ETUDE PROSPECTIVE DE L’UTILITÉ DE BIOMARQUEURS PLASMATIQUES POUR DIAGNOSTIQUER UNE HÉPATITE ALCOOLIQUE

Le diagnostic d’hépatite alcoolique nécessite une biopsie du foie par voie transjugulaire. Cette technique n’est cependant pas disponible dans tous les centres.

Cette étude prospective Franco-Espagnole a inclus 151 malades avec suspicion d’hépatite alcoolique : 83 malades dans une cohorte test, 68 dans une cohorte de validation. Onze biomarqueurs potentiels ont été testés. C’est la cytokératine 18 soluble (forme M65 ou M30) qui donnait les meilleurs résultats. Une hépatite alcoolique pouvait être écartée chez les malades ayant un taux de cytokératine 18 M65 < 614 U/L (valeur prédictive négative de 88%). A l’inverse, les malades ayant un taux de cytokératine 18 M65 > 2000 UI/L (valeur prédictive positive de 91%) étaient très à risque d’avoir une hépatite alcoolique.

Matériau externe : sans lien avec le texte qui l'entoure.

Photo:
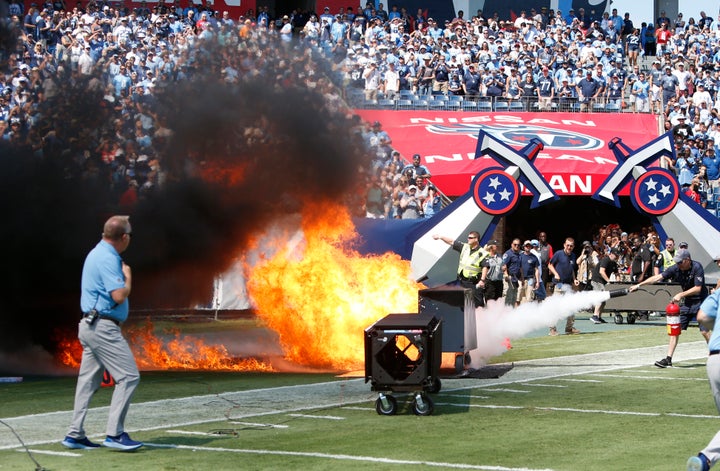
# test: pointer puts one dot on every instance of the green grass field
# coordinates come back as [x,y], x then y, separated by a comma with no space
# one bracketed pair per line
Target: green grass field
[587,402]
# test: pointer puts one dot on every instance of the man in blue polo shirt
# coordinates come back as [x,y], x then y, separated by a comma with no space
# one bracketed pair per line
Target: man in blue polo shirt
[106,284]
[707,318]
[691,277]
[563,266]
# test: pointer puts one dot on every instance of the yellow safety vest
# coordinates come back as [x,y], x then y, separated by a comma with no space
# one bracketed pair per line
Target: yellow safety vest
[469,266]
[667,259]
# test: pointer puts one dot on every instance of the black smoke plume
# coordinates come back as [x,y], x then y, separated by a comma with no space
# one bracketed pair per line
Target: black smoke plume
[233,157]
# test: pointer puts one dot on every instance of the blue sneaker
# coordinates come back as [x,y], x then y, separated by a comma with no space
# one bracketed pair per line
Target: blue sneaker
[78,443]
[122,442]
[698,463]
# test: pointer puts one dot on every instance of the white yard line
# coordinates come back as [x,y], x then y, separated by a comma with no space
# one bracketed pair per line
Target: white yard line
[369,459]
[325,417]
[581,411]
[49,428]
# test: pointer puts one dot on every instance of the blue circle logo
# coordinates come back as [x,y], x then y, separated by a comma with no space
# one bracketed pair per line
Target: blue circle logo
[655,192]
[495,192]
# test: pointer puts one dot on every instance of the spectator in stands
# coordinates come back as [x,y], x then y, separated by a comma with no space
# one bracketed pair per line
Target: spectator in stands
[588,89]
[372,78]
[711,162]
[545,90]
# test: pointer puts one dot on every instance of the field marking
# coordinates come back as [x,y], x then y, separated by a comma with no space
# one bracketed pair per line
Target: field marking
[573,380]
[541,385]
[49,428]
[253,424]
[370,459]
[52,453]
[309,416]
[191,432]
[466,396]
[582,411]
[673,378]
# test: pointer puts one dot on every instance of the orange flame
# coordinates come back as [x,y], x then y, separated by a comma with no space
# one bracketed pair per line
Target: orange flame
[321,300]
[178,353]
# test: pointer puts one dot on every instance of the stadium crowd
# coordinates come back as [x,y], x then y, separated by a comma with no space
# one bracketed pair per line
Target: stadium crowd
[544,58]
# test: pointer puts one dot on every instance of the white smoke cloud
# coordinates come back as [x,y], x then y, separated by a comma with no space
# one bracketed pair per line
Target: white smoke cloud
[498,323]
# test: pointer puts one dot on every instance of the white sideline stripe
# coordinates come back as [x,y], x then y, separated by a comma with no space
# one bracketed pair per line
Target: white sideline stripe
[582,411]
[252,424]
[464,396]
[309,416]
[53,453]
[371,459]
[580,380]
[672,378]
[184,411]
[540,385]
[159,445]
[191,432]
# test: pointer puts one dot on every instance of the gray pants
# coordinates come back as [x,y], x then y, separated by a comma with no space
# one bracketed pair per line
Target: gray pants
[104,347]
[712,450]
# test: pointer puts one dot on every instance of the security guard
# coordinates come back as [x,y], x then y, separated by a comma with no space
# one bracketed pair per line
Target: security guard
[469,269]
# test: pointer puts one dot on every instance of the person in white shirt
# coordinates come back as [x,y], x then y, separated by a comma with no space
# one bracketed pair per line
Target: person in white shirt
[702,96]
[392,82]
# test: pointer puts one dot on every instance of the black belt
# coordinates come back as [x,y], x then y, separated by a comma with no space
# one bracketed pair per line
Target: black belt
[114,321]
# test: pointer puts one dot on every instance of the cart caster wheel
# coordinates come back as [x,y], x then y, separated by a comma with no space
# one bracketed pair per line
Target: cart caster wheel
[459,363]
[386,405]
[423,405]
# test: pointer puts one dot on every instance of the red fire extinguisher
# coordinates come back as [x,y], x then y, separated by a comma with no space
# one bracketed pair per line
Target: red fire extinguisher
[672,312]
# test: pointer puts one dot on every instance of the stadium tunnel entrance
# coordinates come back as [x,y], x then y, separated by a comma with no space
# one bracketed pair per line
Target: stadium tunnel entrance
[578,217]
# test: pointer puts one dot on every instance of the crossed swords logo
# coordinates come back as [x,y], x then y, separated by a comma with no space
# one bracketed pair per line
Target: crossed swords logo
[496,190]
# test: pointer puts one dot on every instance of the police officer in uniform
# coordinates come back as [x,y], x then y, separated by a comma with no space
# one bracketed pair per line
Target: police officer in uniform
[469,267]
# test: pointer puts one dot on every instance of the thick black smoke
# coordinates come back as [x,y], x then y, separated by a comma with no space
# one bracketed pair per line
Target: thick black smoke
[234,157]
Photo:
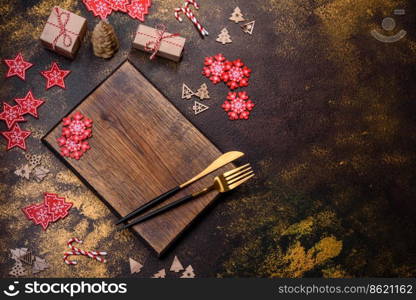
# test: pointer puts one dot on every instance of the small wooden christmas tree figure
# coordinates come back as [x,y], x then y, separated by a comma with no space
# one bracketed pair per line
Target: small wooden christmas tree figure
[224,37]
[237,16]
[176,265]
[104,40]
[187,93]
[202,92]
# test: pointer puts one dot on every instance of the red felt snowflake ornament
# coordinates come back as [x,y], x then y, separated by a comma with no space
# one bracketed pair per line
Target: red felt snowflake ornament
[238,105]
[75,130]
[17,66]
[237,75]
[215,67]
[11,114]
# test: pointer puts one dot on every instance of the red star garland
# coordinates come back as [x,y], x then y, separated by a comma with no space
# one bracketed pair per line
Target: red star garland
[75,130]
[55,76]
[17,67]
[238,105]
[51,210]
[118,5]
[29,104]
[11,114]
[138,8]
[16,137]
[100,8]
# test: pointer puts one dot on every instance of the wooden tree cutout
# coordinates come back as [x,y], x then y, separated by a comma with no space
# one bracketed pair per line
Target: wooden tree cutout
[248,27]
[224,37]
[135,266]
[237,16]
[160,274]
[199,107]
[176,265]
[188,273]
[187,93]
[202,92]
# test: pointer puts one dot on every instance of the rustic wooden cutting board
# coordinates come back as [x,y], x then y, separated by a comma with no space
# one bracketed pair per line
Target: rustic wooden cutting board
[141,147]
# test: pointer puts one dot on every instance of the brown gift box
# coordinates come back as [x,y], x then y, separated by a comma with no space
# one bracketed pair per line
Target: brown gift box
[171,47]
[63,32]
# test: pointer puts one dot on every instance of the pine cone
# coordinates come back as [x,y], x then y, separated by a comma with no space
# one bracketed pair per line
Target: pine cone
[104,40]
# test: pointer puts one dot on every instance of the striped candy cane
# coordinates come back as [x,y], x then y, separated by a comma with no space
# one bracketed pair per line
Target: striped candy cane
[76,251]
[188,12]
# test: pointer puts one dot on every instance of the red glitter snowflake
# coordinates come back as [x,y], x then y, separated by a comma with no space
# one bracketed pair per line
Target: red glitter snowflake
[215,67]
[238,105]
[76,129]
[237,75]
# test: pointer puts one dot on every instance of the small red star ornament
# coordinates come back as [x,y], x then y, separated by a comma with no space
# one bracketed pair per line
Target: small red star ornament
[118,5]
[55,76]
[16,137]
[57,207]
[11,114]
[29,104]
[17,66]
[138,9]
[238,106]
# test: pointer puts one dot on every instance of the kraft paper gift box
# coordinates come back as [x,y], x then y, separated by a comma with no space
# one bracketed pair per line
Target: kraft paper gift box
[63,32]
[170,47]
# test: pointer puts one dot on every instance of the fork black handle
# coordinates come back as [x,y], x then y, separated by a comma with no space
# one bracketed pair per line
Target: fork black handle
[149,204]
[161,210]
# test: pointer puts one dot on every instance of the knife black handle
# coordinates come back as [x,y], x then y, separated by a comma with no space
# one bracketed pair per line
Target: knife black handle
[160,210]
[149,204]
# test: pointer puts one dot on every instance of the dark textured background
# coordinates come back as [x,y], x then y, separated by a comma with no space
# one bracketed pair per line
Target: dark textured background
[332,139]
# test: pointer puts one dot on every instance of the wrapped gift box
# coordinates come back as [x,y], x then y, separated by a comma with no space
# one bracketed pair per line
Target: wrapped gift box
[63,32]
[170,46]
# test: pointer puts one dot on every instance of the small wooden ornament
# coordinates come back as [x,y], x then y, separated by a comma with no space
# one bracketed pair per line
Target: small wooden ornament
[236,16]
[18,270]
[187,93]
[202,92]
[224,37]
[248,27]
[160,274]
[176,265]
[135,266]
[188,273]
[39,265]
[24,171]
[199,107]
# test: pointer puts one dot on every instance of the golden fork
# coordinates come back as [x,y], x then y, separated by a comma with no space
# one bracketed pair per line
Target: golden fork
[222,183]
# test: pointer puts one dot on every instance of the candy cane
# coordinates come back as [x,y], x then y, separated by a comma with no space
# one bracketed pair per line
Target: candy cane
[76,251]
[188,12]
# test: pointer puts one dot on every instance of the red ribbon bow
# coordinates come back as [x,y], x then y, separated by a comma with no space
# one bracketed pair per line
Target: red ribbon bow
[67,40]
[161,29]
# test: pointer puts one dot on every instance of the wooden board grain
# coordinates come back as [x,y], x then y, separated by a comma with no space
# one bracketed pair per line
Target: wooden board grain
[141,147]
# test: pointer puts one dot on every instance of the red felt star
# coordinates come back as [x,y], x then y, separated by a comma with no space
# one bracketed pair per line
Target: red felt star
[11,114]
[138,8]
[55,76]
[57,207]
[29,104]
[17,66]
[16,137]
[119,5]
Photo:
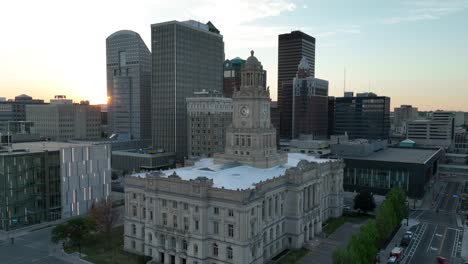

Chez les malades ayant des taux de cytokératine 18 M65 entre 641 et 2000 U/L (environ un tiers des malades), une biopsie restait indispensable.

LE GRADIENT DE PRESSION PORTE DOIT ÊTRE MESURÉ AU MOINS 24H APRÈS LA POSE D’UN TIPS

Cette étude rétrospective Barcelonaise incluant 155 malades a analysé la valeur pronostique du gradient de pression porte (différence entre la pression en veine porte et la pression en veine cave inférieure) après TIPS. Les auteurs ont observé que le gradient de pression porte mesuré immédiatement après la pose du TIPS n’est pas une évaluation correcte de ce que sera ce gradient 24h ou plus après la pose du TIPS.

En revanche, les valeurs du gradient de pression porte 24h après la pose du TIPS, chez un malade éveillé et hémodynamiquement stable, sont bien corrélées aux valeurs de ce gradient au long cours et prédisent bien les évènements cliniques (rupture de varices, ascite).

Il est donc recommandé de faire une mesure du gradient porte avant que le malade ne quitte l’hôpital après une pose de TIPS.